Simon Pearson: He didn’t universally admire Brock though. Brock had a bit of a temper which came out in the operating theatre – Magdi didn’t like this at all, and made sure he didn’t behave in this way. He also recalls with some mirth Brock rolling up to the Brompton Hospital in his Rolls Royce and the junior doctors lining up outside. It’s like a scene from the ‘Doctor in the House’ films — British films of the 1950s all about hierarchy in medicine. I think that Magdi laughs a lot when he recalls those days.
At what stage did charity work become such an important part of Sir Magdi Yacoub’s life?
Simon Pearson: He linked up in the mid-90s with the French charity, Chain of Hope, and established the British arm of that charity. He’d been involved with surgeries overseas in Jamaica, in Egypt and in many countries for some time. He’d gone on these trips where you set up a surgery, you take a dozen patients, you operate, then you go home. Magdi came to the conclusion that he needed something more permanent: to follow up with patients requires doctors, nurses, teams who could train locally and help to establish sustainable medicine throughout the developing world. That’s eventually what he set out to do. His mission was to help as many people as he could in the world. He could do that in two ways. One is by training local teams for the long term and the other, much more powerful in a way, is science. While surgeons can change the life of one person at a time, science can change the lives of millions. As a result of that, he’s built up the charities, the foundation and tried to draw in as many philanthropists as he possibly can to fund research.

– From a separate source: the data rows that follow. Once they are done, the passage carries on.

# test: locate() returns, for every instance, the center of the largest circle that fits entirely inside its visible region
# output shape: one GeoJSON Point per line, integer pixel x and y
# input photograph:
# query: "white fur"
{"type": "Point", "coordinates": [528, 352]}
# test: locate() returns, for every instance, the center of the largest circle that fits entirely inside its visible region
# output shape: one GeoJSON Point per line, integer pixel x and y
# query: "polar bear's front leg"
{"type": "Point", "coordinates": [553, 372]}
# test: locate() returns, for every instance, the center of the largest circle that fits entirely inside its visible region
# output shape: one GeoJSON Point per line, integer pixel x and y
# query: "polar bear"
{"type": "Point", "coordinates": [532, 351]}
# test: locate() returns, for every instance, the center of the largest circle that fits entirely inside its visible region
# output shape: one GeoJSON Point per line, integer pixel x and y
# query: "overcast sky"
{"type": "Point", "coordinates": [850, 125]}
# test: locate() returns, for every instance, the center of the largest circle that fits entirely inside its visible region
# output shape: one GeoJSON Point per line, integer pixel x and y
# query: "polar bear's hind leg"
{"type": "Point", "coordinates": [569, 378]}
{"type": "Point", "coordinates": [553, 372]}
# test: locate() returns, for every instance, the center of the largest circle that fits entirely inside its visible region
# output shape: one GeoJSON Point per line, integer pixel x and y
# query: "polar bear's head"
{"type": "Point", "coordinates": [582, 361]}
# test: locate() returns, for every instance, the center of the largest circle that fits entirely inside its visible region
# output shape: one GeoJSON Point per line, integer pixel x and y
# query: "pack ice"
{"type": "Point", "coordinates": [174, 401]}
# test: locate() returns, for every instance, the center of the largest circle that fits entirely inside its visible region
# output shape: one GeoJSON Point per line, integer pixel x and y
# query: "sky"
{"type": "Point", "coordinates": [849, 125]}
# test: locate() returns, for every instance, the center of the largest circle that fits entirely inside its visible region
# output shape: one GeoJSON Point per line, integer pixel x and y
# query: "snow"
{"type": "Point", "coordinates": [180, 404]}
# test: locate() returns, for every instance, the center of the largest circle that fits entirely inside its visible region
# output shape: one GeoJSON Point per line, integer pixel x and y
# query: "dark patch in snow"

Fiona Gorman: Never get on a plane or train with Prof because you’ll end up funding one of his endeavours. He just tackles people and the next thing you know they’re at his gala dinner and they’ve committed hundreds of thousands of pounds to his work. The heart centre in Aswan is a prime example of this. Within a couple of years, it was entirely staffed by local people trained locally and it’s now regarded as one of the leading centres in the world.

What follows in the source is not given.